I dont want "counts as" or "redone", i want a complete all singing all dancing never seen before race of aliens or at the very least a branch of the imperium/current race we dont currently have an army for like ad-mech or exodites.


----------



## torealis (Dec 27, 2006)

I don't buy it, they won't do a new race.


----------



## Shadowvast (Jun 11, 2008)

Did any of you read the BOLS post? It specified this was aboard game.....I am fairly sure its space hulk people....


----------



## World Eater XII (Dec 12, 2008)

if it is loyalist mahreen related i think i would just give up 40k. would be nice to see DE redone!


----------



## tu_shan82 (Mar 7, 2008)

If they do release a new race, which I don't think they should, not until every existing race has a 5ed codex, I hope that it's either Exodites, Demiurg (Or Squats or whatever you want to call them) or Hrudd, rather than another branch of the Imperium. The individual traitor legion codeci, ie one for each Chaos god, would also be welcome, but once again not until everyone elsen has a 5ed codex.


----------



## Usaal (Apr 9, 2008)

Ok, I was naturally asking my friends if they heard anything on this after reading this today. One of my friends went to the GW 5th birthday party here and they had some guys from other GW locations come in to do some Q&A and painting and what not. Anyway what he told me was

“dude” was here for the birthday bash at the GW store he said that NO new race was coming. He did say “I can’t come right out and say it, but some hulking game will be out just in time for Christmas”.

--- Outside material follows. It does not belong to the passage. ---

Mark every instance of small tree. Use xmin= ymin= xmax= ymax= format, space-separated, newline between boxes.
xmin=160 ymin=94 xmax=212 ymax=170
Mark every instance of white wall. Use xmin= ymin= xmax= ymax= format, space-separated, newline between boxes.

so that is why we are still thinking Space Hulk....


----------



## pinkacidboots (May 23, 2009)

I hope it's Ad Mech, and you can never have enough SM's Stella .


----------



## jasonlotito (May 4, 2009)

Shadowvast said:


> Did any of you read the BOLS post? It specified this was aboard game.....I am fairly sure its space hulk people....


Wrong post.

http://www.belloflostsouls.net/2009/05/40k-fantasy-rumors-new-race.html


----------



## Widowmaker666 (Jul 30, 2008)

I really hope they don't release a codex Blood Ravens that would just be stupid. I play Blood Ravens and i really dont want a codex because it makes no sense really. They are a codex chapter except for having a higher number of Psykers. The Psykers arent squad leaders but just auxiliary like they normally are in codex chapters, most are non combatants anyway.


----------



## karlhunt (Mar 24, 2009)

Uh, call me dumb but what is AdMech?


----------



## CerberusDWR (Jun 12, 2009)

Adeptus Mechanicus.


----------



## Reign (Jun 30, 2008)

Blood Ravens = Fan boy wish, not actuality.

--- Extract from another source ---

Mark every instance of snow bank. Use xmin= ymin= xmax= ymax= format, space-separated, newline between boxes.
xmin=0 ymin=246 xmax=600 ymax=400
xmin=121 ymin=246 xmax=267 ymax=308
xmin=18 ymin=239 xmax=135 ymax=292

New Race = Not going to happen.

Tyranids = Going to be re-done soon... (before necrons, after DE)


What else is going to be released? Space Marine Crap... in between each codex, there will be more and more space marine crap... because that's all that matters now (and the reason 40k is having a mass exodus and fantasy is having a mass influx).


2nd edition needs to come back. Where Dark Millinium is released and everyone buys it, regardless of race, because it's good for EVERYONE... instead... we get about 150 cards for space marines, 50 cards for Chaos Space Marines, and 5 data sheets for all the other races...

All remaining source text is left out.